Edit: There is a second way one can do range reduction using a variation of the same identity.
exp(x) = exp(x/2)*exp(x/2) = exp(x/2)^2
Thus, suppose you wish to compute the exponential of large number, perhaps 12.8. Getting this to converge acceptably fast will take many terms in the simple series, and there will be a great deal of subtractive cancellation happening, so you won't get good accuracy anyway. However, if we recognize that
12.8 = 2*6.4 = 2*2*3.2 = ... = 16*0.8
then IF you could efficiently compute the exponential of 0.8, then the desired value is easy to recover, perhaps by repeated squaring.
exp(12.8)
ans =
362217.449611248
a = exp(0.8)
a =
2.22554092849247
a = a*a;
a = a*a;
a = a*a;
a = a*a
362217.449611249
exp(0.8)^16
ans =
362217.449611249
Note that WHENEVER you do range reduction using methods like this, while you may incur numerical problems due to the additional computations necessary, you will usually come out way ahead due to the greatly enhanced convergence of your series.

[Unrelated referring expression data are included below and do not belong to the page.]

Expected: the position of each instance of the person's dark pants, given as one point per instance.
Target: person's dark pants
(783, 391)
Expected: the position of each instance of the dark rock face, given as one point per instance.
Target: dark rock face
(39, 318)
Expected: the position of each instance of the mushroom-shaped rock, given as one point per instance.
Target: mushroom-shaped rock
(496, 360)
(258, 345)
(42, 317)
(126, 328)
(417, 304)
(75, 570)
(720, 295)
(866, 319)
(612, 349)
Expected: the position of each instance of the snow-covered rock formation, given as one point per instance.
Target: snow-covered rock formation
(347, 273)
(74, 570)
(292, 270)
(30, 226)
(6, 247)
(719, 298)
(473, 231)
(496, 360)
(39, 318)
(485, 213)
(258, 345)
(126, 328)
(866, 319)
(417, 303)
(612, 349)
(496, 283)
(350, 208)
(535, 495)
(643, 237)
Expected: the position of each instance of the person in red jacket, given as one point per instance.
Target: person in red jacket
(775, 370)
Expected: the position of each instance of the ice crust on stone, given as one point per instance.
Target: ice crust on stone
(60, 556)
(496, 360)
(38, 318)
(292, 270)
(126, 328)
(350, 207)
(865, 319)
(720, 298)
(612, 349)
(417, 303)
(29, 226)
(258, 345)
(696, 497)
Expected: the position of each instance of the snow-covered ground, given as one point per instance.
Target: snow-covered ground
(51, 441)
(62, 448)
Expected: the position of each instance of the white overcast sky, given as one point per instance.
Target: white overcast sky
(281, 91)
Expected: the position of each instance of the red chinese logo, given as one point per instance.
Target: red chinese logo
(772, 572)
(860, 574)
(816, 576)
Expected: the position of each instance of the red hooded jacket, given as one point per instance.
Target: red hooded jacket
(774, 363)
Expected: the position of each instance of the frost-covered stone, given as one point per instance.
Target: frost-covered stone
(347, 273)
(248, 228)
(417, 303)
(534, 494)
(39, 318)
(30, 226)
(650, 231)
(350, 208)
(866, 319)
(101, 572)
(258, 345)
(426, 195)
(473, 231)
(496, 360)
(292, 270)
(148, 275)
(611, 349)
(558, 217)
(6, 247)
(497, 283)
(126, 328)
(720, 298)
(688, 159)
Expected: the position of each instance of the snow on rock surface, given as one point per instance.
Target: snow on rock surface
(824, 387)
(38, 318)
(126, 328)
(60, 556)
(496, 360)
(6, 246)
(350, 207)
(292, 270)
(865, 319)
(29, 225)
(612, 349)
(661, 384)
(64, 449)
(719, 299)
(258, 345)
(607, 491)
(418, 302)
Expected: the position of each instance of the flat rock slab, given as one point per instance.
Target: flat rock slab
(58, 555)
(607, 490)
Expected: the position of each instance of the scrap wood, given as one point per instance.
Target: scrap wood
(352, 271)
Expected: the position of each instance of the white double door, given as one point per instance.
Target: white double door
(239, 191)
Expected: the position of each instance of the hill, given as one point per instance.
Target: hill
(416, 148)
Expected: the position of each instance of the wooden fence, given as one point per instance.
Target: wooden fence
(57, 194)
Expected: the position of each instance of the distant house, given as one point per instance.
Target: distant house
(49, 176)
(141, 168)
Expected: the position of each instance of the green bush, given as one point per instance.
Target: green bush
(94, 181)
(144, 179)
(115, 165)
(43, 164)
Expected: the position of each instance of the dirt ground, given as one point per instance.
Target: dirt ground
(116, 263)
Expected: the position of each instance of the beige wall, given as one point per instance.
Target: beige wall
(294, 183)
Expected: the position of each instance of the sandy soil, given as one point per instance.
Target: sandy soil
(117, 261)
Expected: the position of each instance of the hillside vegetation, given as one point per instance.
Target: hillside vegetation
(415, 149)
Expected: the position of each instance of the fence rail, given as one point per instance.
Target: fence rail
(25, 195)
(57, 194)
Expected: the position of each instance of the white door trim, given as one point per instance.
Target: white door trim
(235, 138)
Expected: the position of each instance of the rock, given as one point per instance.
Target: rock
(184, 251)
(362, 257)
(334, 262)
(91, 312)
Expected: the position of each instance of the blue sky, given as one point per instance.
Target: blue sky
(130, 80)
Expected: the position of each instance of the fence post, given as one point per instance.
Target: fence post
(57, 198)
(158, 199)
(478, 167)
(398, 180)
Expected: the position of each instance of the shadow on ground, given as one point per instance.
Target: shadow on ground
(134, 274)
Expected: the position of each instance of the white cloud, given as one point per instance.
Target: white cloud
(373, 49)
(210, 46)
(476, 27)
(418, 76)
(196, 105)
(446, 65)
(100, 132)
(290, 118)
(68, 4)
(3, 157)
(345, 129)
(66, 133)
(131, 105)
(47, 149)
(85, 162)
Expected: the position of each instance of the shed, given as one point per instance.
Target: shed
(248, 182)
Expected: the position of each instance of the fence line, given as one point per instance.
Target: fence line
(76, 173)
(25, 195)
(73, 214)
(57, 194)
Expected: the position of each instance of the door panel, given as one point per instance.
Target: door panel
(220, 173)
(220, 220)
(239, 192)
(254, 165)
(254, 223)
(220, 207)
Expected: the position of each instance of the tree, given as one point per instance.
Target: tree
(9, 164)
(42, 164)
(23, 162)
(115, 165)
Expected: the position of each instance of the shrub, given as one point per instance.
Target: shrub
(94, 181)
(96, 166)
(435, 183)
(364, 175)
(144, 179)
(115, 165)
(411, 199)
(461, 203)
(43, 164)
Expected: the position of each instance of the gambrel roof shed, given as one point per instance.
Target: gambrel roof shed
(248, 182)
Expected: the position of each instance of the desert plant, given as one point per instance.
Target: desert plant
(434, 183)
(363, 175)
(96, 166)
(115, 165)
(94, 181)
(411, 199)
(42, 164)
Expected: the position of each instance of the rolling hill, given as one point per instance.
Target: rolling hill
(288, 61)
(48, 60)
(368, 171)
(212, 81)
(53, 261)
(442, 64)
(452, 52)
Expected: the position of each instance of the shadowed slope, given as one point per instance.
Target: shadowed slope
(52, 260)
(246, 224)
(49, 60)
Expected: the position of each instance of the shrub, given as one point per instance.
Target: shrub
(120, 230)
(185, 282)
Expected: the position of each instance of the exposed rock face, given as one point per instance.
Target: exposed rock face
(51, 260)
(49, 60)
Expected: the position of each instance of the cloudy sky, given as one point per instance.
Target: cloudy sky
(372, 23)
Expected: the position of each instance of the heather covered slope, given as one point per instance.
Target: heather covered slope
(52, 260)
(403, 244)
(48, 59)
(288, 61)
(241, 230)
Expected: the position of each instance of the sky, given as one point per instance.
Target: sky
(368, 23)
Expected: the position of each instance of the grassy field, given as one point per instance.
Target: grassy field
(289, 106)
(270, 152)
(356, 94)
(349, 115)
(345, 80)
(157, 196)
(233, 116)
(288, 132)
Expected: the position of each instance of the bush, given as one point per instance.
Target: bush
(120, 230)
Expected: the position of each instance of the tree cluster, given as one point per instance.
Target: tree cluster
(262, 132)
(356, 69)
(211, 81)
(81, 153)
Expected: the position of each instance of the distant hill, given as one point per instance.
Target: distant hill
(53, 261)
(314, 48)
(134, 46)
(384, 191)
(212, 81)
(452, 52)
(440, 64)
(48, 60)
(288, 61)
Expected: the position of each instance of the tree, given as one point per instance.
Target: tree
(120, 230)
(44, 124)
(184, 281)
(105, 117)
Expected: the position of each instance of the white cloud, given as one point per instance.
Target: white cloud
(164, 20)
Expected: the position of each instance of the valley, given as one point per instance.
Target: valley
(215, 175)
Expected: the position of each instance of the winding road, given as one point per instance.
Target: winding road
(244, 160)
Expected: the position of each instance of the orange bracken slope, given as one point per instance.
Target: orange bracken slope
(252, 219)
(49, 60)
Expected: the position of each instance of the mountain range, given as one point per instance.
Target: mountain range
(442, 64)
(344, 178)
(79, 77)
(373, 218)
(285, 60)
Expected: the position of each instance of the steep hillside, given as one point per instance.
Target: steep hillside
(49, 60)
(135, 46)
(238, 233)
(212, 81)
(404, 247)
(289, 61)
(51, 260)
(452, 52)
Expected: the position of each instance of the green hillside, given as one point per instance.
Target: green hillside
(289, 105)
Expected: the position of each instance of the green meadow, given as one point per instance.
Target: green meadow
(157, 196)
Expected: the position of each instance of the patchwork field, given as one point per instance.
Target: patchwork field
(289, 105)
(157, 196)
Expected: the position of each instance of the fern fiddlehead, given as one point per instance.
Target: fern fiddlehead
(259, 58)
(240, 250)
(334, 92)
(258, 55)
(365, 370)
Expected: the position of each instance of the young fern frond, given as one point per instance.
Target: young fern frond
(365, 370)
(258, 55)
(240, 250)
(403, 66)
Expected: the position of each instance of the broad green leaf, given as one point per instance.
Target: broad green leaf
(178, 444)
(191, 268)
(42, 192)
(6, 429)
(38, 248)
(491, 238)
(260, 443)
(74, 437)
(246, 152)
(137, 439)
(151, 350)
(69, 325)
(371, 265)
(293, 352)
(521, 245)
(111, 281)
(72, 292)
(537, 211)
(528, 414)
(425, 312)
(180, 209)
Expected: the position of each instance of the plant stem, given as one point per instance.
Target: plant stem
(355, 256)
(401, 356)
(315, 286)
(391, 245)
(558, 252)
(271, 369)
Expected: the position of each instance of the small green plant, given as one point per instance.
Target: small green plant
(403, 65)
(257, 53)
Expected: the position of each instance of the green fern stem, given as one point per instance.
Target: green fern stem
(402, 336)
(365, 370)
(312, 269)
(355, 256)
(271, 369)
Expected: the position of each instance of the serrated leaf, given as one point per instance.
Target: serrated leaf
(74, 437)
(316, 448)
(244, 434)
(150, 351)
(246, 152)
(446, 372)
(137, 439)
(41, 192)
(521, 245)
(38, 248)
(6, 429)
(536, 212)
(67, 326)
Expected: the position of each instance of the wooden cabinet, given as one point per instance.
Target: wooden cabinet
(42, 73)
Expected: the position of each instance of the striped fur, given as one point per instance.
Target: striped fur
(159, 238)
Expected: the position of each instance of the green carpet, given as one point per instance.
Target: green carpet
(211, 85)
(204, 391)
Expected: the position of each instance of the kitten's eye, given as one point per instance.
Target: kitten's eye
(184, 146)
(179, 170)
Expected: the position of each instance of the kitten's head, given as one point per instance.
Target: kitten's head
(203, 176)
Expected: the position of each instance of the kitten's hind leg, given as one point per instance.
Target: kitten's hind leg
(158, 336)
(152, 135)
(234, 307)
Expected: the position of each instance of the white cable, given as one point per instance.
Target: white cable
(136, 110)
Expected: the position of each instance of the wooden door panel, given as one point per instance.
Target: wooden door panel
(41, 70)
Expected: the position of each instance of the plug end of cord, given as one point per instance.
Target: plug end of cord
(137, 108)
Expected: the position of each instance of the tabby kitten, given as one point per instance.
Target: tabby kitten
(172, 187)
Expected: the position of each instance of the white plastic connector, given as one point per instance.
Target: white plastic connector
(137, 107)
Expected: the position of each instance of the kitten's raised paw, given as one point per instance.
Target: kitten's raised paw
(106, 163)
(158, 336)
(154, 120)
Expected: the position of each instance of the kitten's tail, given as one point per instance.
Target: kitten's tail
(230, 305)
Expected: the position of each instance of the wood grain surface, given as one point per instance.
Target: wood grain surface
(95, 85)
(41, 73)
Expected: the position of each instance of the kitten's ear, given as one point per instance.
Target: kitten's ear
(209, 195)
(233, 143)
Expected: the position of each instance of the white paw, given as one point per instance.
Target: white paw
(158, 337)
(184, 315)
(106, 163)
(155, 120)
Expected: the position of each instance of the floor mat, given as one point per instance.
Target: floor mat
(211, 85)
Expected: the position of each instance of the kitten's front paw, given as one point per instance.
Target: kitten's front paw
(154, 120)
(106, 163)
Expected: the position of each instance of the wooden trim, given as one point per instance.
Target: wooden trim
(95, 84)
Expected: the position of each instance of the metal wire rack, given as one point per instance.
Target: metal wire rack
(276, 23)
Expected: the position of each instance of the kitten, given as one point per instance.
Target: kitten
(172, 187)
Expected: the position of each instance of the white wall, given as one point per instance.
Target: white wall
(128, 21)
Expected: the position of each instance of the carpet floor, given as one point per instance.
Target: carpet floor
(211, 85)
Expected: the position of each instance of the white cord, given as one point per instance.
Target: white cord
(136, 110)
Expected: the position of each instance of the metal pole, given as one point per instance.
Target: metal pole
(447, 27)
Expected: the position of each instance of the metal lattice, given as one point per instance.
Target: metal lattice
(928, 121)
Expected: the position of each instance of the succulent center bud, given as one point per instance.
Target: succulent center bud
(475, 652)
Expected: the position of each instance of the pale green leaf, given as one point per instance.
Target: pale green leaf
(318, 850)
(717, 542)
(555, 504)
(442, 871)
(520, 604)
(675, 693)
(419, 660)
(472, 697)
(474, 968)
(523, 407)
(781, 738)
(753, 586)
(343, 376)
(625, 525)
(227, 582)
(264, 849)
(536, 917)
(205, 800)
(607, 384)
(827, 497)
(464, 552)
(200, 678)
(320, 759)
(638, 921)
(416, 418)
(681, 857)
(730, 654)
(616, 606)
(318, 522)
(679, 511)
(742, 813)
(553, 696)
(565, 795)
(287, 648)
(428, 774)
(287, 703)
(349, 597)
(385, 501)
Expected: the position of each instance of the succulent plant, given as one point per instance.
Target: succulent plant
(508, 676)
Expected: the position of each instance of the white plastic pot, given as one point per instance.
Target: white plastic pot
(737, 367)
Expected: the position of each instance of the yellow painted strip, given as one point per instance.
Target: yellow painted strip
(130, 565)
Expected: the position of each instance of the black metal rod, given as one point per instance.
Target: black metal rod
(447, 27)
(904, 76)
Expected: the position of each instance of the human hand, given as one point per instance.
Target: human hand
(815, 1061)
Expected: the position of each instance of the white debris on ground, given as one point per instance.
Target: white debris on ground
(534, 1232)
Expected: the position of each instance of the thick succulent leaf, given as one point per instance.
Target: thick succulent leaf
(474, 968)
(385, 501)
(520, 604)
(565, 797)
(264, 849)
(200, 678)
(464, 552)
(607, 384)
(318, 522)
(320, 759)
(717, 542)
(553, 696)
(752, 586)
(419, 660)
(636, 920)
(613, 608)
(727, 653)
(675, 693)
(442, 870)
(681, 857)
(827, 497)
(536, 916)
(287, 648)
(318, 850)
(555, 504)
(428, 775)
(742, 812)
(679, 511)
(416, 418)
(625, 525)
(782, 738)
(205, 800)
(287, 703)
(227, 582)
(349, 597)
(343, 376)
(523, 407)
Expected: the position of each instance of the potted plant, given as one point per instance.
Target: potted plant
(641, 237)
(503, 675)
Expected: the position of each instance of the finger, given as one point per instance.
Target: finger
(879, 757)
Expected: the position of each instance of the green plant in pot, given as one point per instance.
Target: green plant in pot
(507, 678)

Why do you think that's the wrong answer? Look at the last term of that sequence, and it's size, and tell me why you expect you should have an answer that's close to 0.
My original answer stated that roundoff error was the problem. That will be a problem with this basic approach, but why do you think 40 is enough terms for the appropriate mathematical ( as opposed to computer floating point arithmetic) answer.
100^40 / 40! ~= 10^31.
Woodchip has the right idea with range reduction. That's the typical approach people use to implement these kinds of functions very quickly. Once you get that all figured out, you deal with roundoff errors of alternating sequences, by summing adjacent terms within the loop, and stepping with k = 1 : 2 : 40 (for instance). That doesn't work here until you use woodchips's idea because for x = -100, the summands grow for a very long time. You need |x| < 1 to guarantee intermediate terms are shrinking, and thus a rewrite will work.